Code of conduct commends CISLAC on anti-corruption fight
CISLAC team with staff of CCB during the visit
The Head of Reforms, Code of Conduct Bureau (CCB), Mr Gwimi Sebastine Peters, has commended the Civil Society Legislative Advocacy Centre (CISLAC) and other non-state actors for their work in the fight against corruption.
Mr Peters made the commendation when the staff of CISLAC visited the CCB office in Abuja on Monday.
The visit was to introduce the project “Turning up the pressure: Tackling money laundering through multi-stakeholder approaches in ECOWAS countries” and to discuss areas of collaboration.
The focus of this project, which is funded by the European Union and Transparency International (TI), is on the implementation of existing commitments and recommendations related to Anti-Money Laundering (AML) in ECOWAS countries, with focus on Ghana, Nigeria, Senegal, Guinea, Liberia, Sierra Leone and Cote d’Ivoire.
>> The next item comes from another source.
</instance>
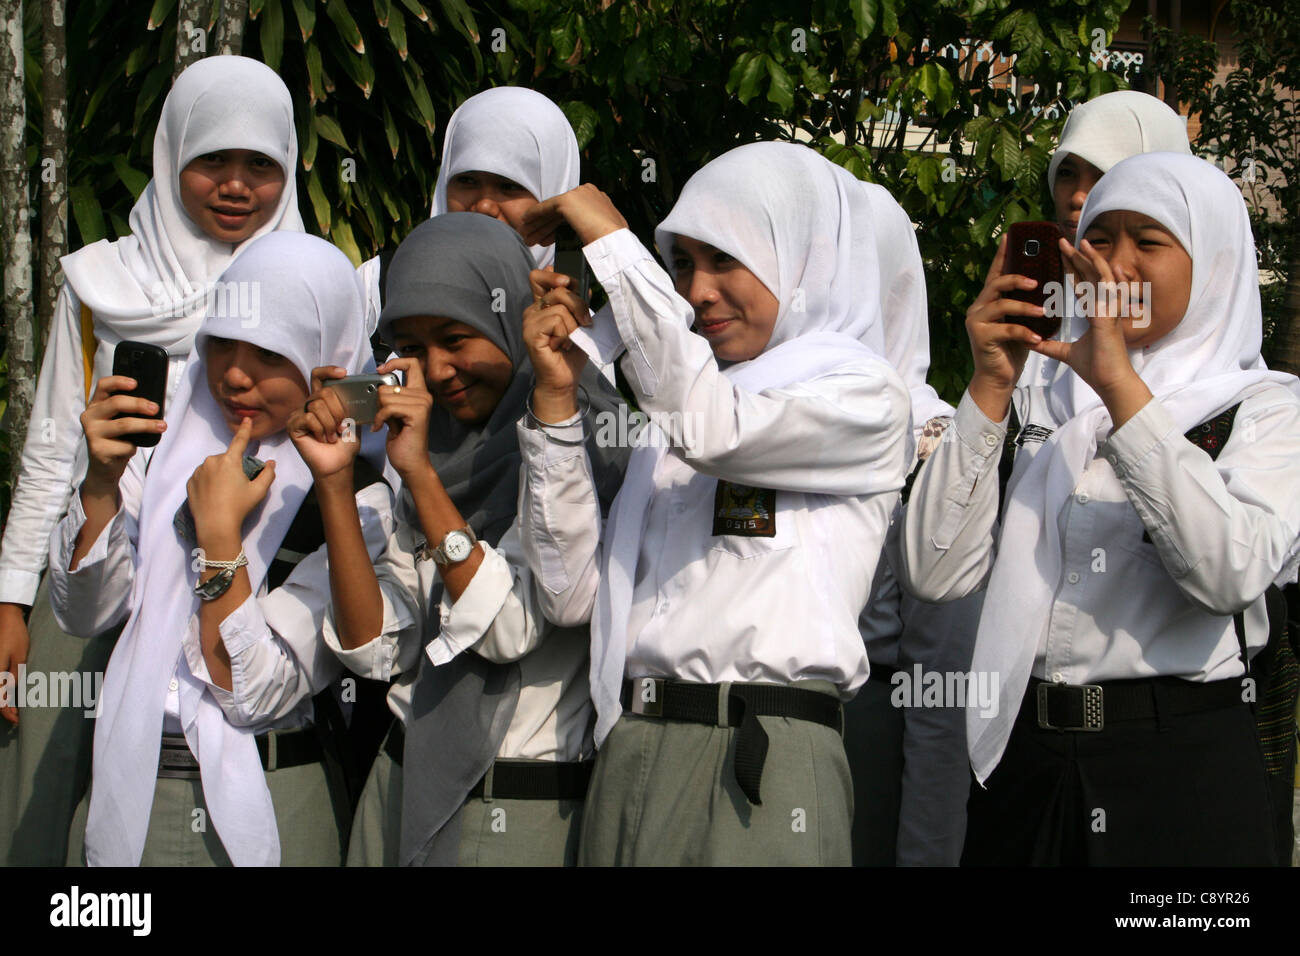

It is often a challenge for elected officials to identify priorities in the fight against money laundering when faced with multiple recommendations and high-level commitments. Similarly, civil society and private sector advocates seeking to improve anti-money laundering standards may struggle to identify and coordinate priority actions. This project therefore aims at building on and going beyond high-level statements of intent, in order to direct advocacy efforts towards the implementation of priority recommendations by generating an environment of joint pressure from civil society, media, private sector companies and bodies, and key public anti-money laundering institutions.
The project officer, Gloria Okwu, stated that one of the objectives of the AML project is to bring together stakeholders, especially public office holders that have the anti-corruption mandate, in order to mount pressure on the government through committed advocacy, hence CISLAC’s visit to CCB.
In his response, Mr Peters assured CISLAC that doors for collaboration with non-state actors in the fight against corruption are always open. He noted that a salient aspect of corruption is money laundering and Nigeria’s porous borders have abetted the situation. He gave examples of how money is laundered across the borders with the use of donkeys and how a man moved large sums of money across the border while pretending to be mad.
He further stressed the need for prevention, adding that if Nigeria focuses on prevention of crime, a lot of issues emanating from corrupt practices will significantly reduce; the need for non-state actors to engage the public and create awareness on the various ways money is laundered; and the need for inter-agency cooperation.